The Pokanoket Nation says the land was illegally taken from them hundreds of years ago

Dozens of people, including members of a Native American tribe and their supporters, have set up an encampment on Brown University land, saying the land was illegally taken from them hundreds of years ago.

The Pokanoket Nation says the long-term encampment, started Sunday, is aimed at reclaiming its ancestral home in Bristol, which contains spiritually important sites. The Ivy League university says the land was donated decades ago and it has owned the legal title for more than 60 years.

Winds of Thunder, the tribe's sagamore, or chief of chiefs, called the land its "spiritual high grounds" and said it wants the land back because it was its principal village.

The tribe is not federally recognized, but its members say they are descended from the tribe that helped the pilgrims and its leader, Massasoit, as well as from his son, King Philip, who was killed on the land during King Philip's War, the bloody conflict between tribes and European settlers.

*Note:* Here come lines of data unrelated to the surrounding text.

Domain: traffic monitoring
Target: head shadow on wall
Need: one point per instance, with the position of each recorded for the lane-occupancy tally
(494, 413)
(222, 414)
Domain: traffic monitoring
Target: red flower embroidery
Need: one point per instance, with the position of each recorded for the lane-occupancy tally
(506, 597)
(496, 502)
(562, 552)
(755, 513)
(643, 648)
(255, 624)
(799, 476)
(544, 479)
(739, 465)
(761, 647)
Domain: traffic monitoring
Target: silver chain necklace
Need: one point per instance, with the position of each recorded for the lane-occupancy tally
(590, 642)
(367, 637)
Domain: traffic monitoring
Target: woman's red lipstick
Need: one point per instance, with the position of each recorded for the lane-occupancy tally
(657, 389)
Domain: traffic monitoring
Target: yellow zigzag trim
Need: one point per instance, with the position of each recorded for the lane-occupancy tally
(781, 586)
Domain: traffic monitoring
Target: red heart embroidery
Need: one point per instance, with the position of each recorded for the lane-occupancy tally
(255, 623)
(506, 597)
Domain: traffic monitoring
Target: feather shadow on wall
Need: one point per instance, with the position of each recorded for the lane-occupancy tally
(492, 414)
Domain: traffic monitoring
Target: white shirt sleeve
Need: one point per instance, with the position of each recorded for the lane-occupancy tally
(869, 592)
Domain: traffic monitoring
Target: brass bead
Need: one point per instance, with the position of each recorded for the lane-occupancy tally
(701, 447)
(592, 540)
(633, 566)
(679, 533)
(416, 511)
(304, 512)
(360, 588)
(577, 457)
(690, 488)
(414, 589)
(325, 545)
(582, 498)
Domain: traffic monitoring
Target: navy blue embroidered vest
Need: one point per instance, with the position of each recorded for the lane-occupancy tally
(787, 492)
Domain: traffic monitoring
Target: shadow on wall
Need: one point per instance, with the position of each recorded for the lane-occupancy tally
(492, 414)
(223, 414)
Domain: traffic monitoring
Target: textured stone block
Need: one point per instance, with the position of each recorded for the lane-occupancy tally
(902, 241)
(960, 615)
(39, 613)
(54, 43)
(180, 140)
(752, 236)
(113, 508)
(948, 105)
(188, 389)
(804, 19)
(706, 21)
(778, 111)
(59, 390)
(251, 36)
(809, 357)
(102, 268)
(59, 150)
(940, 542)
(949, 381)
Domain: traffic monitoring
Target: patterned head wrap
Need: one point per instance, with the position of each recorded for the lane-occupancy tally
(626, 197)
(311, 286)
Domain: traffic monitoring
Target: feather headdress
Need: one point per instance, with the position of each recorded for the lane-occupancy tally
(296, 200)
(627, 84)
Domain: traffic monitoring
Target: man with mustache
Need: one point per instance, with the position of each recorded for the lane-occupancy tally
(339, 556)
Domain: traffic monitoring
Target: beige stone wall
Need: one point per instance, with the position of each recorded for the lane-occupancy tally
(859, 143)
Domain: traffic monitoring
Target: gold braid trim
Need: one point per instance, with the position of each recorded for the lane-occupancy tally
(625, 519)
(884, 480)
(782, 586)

Tribe members said they are engaged in a peaceful protest on land that has been desecrated.

"Brown doesn't have a valid deed to this land," member Pete Straight Arrow said.

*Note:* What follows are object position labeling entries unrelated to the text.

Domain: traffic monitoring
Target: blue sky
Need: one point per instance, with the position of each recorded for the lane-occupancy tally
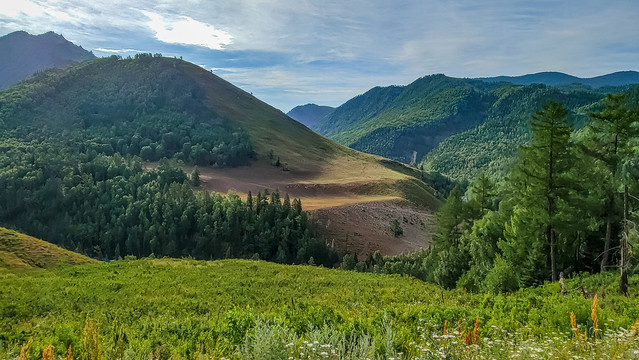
(291, 52)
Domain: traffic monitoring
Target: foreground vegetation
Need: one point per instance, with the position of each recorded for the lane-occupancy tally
(187, 309)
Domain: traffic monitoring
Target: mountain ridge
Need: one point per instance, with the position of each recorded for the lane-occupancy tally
(23, 54)
(552, 78)
(310, 114)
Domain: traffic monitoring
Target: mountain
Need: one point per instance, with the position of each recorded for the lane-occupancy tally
(619, 78)
(458, 127)
(309, 114)
(405, 123)
(492, 146)
(154, 107)
(20, 250)
(23, 54)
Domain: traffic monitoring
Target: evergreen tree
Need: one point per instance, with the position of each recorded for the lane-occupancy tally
(195, 177)
(607, 140)
(545, 165)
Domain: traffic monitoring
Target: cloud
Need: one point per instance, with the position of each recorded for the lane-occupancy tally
(119, 51)
(300, 51)
(187, 31)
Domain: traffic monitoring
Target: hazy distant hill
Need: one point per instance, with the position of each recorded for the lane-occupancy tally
(461, 126)
(310, 114)
(23, 54)
(619, 78)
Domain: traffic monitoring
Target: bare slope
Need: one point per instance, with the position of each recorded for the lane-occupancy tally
(171, 108)
(19, 250)
(332, 180)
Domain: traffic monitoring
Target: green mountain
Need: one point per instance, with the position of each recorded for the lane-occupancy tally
(619, 78)
(405, 123)
(458, 127)
(82, 164)
(310, 114)
(23, 54)
(492, 146)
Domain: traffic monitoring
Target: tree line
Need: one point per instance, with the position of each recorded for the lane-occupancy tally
(566, 206)
(108, 206)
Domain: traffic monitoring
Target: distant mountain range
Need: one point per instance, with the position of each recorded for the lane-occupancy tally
(619, 78)
(23, 54)
(310, 114)
(460, 127)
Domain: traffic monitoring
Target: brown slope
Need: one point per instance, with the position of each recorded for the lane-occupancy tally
(20, 250)
(336, 183)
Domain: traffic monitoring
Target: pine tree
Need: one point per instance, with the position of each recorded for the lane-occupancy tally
(607, 139)
(545, 165)
(195, 177)
(481, 196)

Tribe members and supporters have set up checkpoints at the access road to the 375-acre (152-hectare) parcel, which is located about half an hour's drive from the Brown campus in Providence. Brown houses an extensive archaeology collection and environmental lab there.

More than a dozen tents could be seen there on Monday, and the group had brought in firewood, food and water and set up toilet facilities. One child rode a bike through camp, while people in their 80s sat in shade under a tree and others built benches.

Brown issued a statement Sunday saying it upholds the right of people to assemble peaceably "provided that their actions do not infringe upon the rights of others."

The university said the land had been donated in parcels over a period of years beginning in the 1950s and the ownership was legally transferred to it.

"The university has been a positive steward of the land," it said.

The sagamore said the tribe had reached out to Brown over the years about the significance of the land and its ownership claim but the university had recently become unresponsive.

He said Bristol police were allowed through the checkpoint and a Brown University caretaker who lives on the land was being allowed to come and go but Brown University campus police who visited on Sunday were denied entry.

Brown spokeswoman Cass Cliatt did not immediately respond to a question about whether the campus police had been blocked but confirmed the tenants were able to come and go.

Bristol police did not immediately return a message seeking comment.